Thursday 29 September 2011

Marianne Dashwood

They only see what they want to see. They don't know they're dead.
Cole from The Sixth Sense.

Finding value at the heart of reality. It is a truth that we create our own worlds, up to a point. In noticing what we notice when not under threat there is implicit a scale of valuing. The altering of these constructions is a favourite theme of Jane Austen's. The heroine at the end of the novel has a new world, a more 'real' world. It is more real in that it is more complete, the blank or missed bit is now present. In 'Sense and Sensibility' the modern reader must regret to a degree the punishment of Marianne, it seems too comprehensive and she appears to me at least to be too reduced, too broken to be put together without permanent disability. That is all too often life, sigh!

2 comments:

skholiast said...

I hope you are wrong about Marianne. I think Jane wanted her happy, merely chastened and, well, (a little more) sensible. I think the ones who are irrevocably broken usually remain off-stage in Austen (e.g. Col. Brandon's young ward).
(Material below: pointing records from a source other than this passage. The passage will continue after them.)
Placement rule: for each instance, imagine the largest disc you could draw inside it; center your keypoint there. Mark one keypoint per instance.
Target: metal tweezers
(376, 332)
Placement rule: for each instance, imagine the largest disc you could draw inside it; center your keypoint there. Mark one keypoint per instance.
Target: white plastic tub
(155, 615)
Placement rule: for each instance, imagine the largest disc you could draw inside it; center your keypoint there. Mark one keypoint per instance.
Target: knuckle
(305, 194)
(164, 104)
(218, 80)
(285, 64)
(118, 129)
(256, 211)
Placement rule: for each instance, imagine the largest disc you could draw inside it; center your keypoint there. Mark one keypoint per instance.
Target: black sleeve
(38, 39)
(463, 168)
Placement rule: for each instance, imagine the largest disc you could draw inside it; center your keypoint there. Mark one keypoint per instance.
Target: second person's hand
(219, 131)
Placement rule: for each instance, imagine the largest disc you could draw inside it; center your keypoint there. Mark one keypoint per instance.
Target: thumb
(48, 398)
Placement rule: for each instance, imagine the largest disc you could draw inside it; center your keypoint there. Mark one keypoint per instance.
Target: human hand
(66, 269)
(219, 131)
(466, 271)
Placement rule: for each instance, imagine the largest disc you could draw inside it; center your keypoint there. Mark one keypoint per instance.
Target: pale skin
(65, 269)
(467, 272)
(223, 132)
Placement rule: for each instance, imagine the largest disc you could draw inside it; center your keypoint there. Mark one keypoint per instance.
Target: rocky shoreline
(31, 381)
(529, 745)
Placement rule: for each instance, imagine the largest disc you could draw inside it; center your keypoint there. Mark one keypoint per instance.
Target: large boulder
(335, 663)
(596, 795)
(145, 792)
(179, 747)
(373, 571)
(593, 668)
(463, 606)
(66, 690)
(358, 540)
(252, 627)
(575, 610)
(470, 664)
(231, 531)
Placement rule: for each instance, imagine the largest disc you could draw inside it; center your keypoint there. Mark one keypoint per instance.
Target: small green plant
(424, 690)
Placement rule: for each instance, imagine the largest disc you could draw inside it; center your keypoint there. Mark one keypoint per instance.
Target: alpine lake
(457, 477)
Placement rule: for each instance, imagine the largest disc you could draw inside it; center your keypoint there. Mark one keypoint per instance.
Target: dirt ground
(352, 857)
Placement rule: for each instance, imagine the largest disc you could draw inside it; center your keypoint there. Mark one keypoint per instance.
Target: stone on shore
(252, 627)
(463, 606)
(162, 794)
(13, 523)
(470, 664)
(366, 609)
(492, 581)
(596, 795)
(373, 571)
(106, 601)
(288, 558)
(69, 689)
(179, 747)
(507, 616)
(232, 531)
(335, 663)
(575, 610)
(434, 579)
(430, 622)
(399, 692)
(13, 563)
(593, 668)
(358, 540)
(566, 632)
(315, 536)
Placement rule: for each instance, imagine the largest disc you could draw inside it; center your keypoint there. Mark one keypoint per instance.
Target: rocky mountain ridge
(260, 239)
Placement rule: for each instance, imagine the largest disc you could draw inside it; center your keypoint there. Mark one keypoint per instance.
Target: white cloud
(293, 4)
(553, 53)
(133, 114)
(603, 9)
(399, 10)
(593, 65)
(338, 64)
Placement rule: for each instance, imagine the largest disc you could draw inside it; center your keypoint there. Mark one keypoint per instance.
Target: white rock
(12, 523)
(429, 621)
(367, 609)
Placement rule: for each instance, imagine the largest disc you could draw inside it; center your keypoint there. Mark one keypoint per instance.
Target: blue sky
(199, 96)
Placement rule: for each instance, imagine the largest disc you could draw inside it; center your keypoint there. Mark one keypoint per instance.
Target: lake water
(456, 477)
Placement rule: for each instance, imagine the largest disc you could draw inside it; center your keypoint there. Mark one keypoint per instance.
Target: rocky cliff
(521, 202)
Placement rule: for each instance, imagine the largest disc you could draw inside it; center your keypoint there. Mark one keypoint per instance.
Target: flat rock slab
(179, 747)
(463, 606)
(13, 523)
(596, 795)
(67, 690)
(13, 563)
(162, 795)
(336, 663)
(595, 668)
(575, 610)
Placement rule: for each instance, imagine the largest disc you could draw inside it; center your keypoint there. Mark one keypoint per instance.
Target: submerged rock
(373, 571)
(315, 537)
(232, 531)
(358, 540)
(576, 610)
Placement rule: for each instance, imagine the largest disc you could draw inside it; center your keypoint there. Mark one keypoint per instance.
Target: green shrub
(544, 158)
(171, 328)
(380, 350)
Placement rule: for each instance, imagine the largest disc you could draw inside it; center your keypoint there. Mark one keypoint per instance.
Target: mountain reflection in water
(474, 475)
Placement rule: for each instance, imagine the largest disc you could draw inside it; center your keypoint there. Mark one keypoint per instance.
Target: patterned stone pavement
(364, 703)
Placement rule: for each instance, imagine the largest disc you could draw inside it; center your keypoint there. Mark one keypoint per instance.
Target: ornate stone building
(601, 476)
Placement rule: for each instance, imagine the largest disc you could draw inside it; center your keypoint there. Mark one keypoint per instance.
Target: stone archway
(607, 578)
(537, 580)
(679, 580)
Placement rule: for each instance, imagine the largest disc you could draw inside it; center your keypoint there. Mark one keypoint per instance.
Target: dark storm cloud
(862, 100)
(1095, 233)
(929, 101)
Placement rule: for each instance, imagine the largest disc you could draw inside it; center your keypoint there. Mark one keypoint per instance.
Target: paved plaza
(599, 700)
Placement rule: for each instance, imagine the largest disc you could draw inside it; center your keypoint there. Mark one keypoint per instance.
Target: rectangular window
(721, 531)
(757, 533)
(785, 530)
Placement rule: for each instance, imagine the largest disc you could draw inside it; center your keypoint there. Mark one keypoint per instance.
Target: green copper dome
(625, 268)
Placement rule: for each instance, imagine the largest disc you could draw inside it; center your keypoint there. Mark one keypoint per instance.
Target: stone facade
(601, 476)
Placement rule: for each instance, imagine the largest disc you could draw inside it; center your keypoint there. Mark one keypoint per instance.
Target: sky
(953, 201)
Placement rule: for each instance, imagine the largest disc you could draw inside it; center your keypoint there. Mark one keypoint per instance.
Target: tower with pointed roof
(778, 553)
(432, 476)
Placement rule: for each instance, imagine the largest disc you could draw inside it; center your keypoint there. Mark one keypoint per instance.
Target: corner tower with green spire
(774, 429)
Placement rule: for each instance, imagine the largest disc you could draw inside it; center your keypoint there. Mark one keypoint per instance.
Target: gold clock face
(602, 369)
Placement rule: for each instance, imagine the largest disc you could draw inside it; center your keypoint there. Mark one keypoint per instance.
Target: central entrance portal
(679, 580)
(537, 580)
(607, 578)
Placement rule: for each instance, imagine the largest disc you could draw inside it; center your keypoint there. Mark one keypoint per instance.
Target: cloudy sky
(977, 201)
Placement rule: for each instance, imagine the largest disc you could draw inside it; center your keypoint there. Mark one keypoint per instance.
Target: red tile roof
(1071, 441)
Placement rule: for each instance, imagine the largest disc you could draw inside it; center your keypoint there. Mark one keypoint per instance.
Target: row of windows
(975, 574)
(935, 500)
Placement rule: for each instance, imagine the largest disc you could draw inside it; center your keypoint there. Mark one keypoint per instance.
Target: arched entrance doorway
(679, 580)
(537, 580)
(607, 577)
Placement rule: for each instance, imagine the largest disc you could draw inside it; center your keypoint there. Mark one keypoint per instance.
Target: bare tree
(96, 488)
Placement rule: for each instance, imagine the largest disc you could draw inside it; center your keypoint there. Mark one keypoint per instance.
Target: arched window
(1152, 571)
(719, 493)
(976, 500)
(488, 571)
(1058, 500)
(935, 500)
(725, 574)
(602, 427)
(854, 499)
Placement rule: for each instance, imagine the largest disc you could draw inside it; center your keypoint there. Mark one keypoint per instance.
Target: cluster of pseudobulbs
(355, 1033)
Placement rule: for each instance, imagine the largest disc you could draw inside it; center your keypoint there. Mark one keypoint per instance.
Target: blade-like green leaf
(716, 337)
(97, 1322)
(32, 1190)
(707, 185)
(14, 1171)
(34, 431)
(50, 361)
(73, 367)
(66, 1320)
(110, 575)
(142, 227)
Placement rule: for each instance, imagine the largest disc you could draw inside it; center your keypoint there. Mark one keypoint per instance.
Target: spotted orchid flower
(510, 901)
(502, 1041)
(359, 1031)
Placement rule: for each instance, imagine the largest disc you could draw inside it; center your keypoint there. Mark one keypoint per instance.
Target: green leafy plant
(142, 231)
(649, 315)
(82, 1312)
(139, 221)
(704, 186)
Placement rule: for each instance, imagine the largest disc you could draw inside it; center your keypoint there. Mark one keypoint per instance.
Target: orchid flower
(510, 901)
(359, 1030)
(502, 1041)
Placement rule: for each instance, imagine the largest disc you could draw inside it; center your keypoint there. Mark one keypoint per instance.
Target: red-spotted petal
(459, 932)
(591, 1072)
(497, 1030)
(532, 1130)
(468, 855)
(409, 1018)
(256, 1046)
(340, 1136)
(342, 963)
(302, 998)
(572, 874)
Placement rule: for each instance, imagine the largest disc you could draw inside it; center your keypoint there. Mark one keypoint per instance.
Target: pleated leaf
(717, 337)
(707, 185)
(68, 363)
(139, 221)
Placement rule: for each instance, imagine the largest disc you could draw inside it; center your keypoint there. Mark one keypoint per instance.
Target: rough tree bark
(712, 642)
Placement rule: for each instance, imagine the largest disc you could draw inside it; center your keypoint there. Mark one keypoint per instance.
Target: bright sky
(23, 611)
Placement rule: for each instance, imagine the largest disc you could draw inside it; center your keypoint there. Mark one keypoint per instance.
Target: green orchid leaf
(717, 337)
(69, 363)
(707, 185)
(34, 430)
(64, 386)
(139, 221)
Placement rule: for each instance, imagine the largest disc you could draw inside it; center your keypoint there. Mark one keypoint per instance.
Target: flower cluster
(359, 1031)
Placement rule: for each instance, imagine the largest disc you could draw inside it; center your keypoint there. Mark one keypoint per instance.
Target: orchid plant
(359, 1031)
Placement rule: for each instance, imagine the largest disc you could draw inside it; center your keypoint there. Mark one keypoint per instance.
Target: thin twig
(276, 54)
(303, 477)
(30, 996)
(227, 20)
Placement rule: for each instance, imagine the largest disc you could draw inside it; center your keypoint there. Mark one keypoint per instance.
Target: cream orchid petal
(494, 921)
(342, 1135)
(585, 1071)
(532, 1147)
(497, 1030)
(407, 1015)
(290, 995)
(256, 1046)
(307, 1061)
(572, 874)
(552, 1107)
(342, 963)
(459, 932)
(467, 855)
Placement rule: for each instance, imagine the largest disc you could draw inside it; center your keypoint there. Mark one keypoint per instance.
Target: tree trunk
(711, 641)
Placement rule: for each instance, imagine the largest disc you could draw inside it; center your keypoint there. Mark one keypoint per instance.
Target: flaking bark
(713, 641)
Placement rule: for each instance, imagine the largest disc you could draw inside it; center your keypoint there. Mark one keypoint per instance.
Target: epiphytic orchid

But there is no denying that she had it in for gushing as a substitute for thought.

ombhurbhuva said...

Skholiast:
Austen is ambivalent about Marianne's fate I think. A naive 16 year old girl is hardly a match for a hardened blackguard such as Willoughby. It is true that his rearing left him spoilt and self-indulgent but there is a fleeting moment of fantasy when Elinor imagines his rich wife dead and he gratefully united with her sister. There is also the hint that Colonel Brandon may not be so staid for he challenged Willoughby to a duel over his ward and he too had early been crossed in love. Fire under the ashes what! In all of this the chief villain is money. Didn't J.A. herself turn down a match with a rich man when it was practically her duty to accept it given the parlous financial condition of her family.